7. Insurance is something you need, not an investment

Although insurance is not considered part of your investments, it ensures your financial plan stays on track.

You should consider 10 to 15 times your current income as term insurance.

Health Coverage: It’s important to have a ₹5–10 lakh family floater health insurance policy.


How to Divide Your Total Portfolio (in %):

  Asset Class                        Allocation (%)   Description

Equity Mutual Funds (SIPs)      30%              Regularly investing a portion of your funds into different                                                                            equity funds

Direct Equity (Stocks)               10%              Investing in specific company shares to seek greater return

Fixed income(PPF,FDs,Bonds) 30%              Secure and dependable tactics for making money and                                                                                  saving it

Gold (SGBs,ETFs)                    10%              you can use SGBs or ETFs as a protective investment and                                                                          to spread your risks.

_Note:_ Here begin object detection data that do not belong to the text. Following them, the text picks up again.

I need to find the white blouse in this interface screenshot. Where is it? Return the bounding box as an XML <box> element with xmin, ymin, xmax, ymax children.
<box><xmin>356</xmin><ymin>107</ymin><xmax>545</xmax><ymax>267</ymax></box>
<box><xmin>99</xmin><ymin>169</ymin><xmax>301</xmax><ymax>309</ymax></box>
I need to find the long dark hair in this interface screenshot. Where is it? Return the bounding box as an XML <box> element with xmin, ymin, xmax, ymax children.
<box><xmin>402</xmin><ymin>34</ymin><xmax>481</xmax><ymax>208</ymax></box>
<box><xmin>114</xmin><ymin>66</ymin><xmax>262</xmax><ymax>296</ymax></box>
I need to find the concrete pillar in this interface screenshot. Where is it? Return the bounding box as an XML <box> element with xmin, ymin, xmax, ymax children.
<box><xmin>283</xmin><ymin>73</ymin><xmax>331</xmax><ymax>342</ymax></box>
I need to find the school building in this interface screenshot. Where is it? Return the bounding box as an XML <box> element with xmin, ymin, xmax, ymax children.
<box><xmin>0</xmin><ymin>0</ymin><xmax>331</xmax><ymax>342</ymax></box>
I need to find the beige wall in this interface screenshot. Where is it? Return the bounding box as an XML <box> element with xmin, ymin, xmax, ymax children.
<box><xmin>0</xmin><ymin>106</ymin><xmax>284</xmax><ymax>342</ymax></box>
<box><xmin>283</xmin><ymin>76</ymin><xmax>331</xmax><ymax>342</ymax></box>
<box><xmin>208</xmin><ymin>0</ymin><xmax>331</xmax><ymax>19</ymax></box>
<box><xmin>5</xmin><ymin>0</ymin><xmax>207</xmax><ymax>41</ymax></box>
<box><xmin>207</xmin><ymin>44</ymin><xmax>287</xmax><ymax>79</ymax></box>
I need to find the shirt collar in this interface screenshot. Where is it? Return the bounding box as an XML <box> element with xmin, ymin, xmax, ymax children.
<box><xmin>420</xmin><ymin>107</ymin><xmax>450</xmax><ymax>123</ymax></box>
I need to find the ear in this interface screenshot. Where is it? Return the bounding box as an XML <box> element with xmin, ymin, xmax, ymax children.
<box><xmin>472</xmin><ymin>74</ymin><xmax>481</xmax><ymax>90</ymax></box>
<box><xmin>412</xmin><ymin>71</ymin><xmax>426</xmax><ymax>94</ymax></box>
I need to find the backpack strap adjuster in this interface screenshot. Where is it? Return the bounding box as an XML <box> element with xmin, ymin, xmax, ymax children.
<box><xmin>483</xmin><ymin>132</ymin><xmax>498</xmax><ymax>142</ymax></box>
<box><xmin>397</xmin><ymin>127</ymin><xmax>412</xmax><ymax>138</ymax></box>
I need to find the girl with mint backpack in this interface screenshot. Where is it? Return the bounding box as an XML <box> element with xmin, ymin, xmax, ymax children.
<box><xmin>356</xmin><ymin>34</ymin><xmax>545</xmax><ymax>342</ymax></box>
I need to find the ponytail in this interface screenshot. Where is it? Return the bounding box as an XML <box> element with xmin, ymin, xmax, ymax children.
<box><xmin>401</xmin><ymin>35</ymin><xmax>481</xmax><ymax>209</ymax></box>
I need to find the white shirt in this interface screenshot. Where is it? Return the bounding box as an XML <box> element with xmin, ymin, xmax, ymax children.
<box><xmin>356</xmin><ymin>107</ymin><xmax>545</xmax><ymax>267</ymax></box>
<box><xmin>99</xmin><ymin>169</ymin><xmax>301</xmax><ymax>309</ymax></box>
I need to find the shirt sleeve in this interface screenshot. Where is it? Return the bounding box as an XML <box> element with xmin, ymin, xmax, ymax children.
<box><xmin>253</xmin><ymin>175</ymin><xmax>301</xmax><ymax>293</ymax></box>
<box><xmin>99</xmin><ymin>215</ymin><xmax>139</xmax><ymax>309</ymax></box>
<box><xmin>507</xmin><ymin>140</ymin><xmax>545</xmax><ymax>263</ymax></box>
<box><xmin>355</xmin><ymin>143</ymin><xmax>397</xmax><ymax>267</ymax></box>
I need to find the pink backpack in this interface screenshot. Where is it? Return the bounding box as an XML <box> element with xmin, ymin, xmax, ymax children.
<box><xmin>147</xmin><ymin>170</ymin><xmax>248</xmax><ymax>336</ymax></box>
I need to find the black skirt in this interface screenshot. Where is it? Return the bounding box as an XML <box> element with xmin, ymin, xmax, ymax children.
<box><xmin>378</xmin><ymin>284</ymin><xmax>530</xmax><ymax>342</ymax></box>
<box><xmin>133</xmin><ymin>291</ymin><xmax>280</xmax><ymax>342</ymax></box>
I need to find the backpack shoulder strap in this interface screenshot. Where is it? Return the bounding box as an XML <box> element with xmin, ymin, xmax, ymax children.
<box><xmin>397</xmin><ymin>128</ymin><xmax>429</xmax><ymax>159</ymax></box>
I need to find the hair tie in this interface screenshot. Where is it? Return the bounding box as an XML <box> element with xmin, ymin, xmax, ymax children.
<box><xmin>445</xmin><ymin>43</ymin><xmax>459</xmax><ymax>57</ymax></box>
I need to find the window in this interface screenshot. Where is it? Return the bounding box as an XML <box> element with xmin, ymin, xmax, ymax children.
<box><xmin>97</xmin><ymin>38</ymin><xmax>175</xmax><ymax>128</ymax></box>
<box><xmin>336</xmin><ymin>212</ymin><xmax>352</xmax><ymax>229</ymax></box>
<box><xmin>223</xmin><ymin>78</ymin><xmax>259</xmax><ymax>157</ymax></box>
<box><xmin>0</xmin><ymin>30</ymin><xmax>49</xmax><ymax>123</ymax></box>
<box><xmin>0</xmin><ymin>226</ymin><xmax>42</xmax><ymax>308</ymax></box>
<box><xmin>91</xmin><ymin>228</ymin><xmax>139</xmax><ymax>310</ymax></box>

Real Estate / REITs                   10%              Investment in property or real estate investment trusts for                                                                            income/growth

International Investments          5%               Access to global markets helps with geographical                                                                                       diversification

Emergency Fund (Liquid)         5%               Assets with a high liquidity can help in case of unexpected                                                                         costs. 


Diversify investment and check your Portfolio periodically

Make sure you don’t hold too many types of assets, as it could lead to less return and more difficult decisions.
Invest your money using plans that follow a schedule of steady investments.
Remember to watch tax percentages, the expense of acquiring funding and anything happening in the market as they might influence your company’s outcome.
Keep to your plan, regardless of any sudden changes in the market.